谷口 太一 M, 2回目発表 ロボットラーニング 松原 崇充, 和田 隆広, 佐々木 光
title: Waste crane operation planning based on waste surface shape estimation
abstract: Automation of waste cranes in waste incineration plants is an important problem in the real world. However, the waste pits that store the waste are not installed with sensors to observe the shape and other conditions of the inside of the pits. Additionally, the collected waste has a non-uniform density, and the weight does not match the grabbed volume. Therefore, it is difficult to automate the crane operation efficiently because the bucket falls on undulating surfaces and the crane has to re-grab the waste due to lack of weight at low-density locations. This study proposes a framework for crane operation planning based on waste surface shape estimation. The waste pit's internal shape is estimated as a shape representation function based on observation data. This model predicts the shape change due to the grabbing and dropping of waste and plans the efficient waste crane operation. In addition, we developed a simulated bucket equipped with a proximity distance sensor to obtain the suitable volume of the grabbed waste. And, the waste volume is estimated by modeling the waste shape based on the observed waste sparse surface.

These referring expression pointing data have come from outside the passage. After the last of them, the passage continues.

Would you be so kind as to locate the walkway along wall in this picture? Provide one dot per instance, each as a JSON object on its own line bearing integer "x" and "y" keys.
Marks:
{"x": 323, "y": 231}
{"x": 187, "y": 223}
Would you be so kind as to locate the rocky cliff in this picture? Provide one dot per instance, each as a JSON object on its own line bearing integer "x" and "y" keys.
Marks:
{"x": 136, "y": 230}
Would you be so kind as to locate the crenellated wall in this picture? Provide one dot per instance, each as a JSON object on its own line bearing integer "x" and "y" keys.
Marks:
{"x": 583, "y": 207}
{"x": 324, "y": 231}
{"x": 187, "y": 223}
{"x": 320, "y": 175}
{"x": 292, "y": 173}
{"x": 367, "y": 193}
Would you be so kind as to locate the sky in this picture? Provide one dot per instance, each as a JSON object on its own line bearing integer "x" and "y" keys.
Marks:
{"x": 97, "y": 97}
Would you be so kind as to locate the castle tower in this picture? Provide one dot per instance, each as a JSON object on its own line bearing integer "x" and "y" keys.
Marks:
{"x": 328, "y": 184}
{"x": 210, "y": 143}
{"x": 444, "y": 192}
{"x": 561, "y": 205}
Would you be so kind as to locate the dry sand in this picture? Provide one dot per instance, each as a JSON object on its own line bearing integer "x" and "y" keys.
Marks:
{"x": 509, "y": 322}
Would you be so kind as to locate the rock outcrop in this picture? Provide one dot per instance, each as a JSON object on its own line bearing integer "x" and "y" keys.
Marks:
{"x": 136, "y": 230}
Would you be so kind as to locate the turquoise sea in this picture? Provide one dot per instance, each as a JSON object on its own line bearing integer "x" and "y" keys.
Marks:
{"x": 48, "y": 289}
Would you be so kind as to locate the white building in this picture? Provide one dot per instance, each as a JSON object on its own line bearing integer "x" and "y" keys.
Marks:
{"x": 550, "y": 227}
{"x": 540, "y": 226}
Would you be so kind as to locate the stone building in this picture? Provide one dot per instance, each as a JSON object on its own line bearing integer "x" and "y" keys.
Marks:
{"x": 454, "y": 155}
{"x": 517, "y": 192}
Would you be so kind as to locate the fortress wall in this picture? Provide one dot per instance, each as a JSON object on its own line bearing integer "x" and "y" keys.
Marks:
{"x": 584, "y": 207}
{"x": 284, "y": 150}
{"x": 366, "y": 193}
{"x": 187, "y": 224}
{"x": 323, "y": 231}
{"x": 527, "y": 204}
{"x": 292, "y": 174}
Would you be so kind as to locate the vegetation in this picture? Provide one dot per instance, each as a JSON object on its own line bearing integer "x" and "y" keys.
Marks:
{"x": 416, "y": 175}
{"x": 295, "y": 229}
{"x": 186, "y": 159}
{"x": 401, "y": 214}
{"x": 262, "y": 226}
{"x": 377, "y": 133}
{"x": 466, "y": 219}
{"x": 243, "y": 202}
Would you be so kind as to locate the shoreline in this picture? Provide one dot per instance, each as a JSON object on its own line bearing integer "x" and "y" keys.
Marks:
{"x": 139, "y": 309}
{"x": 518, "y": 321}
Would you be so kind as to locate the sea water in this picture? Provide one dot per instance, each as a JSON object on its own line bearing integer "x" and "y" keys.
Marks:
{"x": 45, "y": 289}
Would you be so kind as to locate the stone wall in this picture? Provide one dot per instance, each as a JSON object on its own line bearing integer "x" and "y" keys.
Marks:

language of the presentation: Japanese
発表題目: ごみ形状推定に基づいたごみクレーンの動作計画
発表概要: ごみ焼却施設におけるごみクレーンの自動化は実社会における重要な問題である. しかし,ごみを集積するごみピットには,内部のごみ形状など状態を観測するセンサが取り付けられていない.さらに集積されたごみは密度などが不均一であり,掴み体積に対して重量が一致しない. そのため掴み動作の際に,凹凸のある位置でのバケットの転倒や,密度が低い位置で重量不足による掴み直しが発生し,効率的な動作の自動化が困難であった. そこで本研究では,ごみの形状モデルを活用したクレーンの動作計画の枠組みを提案する.これはごみピット内部の形状を,観測データから形状表現関数としてモデル化を行う.そしてこのモデルから,ごみの掴みや落としによる形状変化予測を行い,効率的なごみクレーンの動作計画を行う. 加えて掴んだごみの量を適切に把握するため,近接距離センサを取り付けた模擬バケットを作製した.そして,観測したごみの位置情報から形状をモデル化し,掴んだごみの体積を推定する.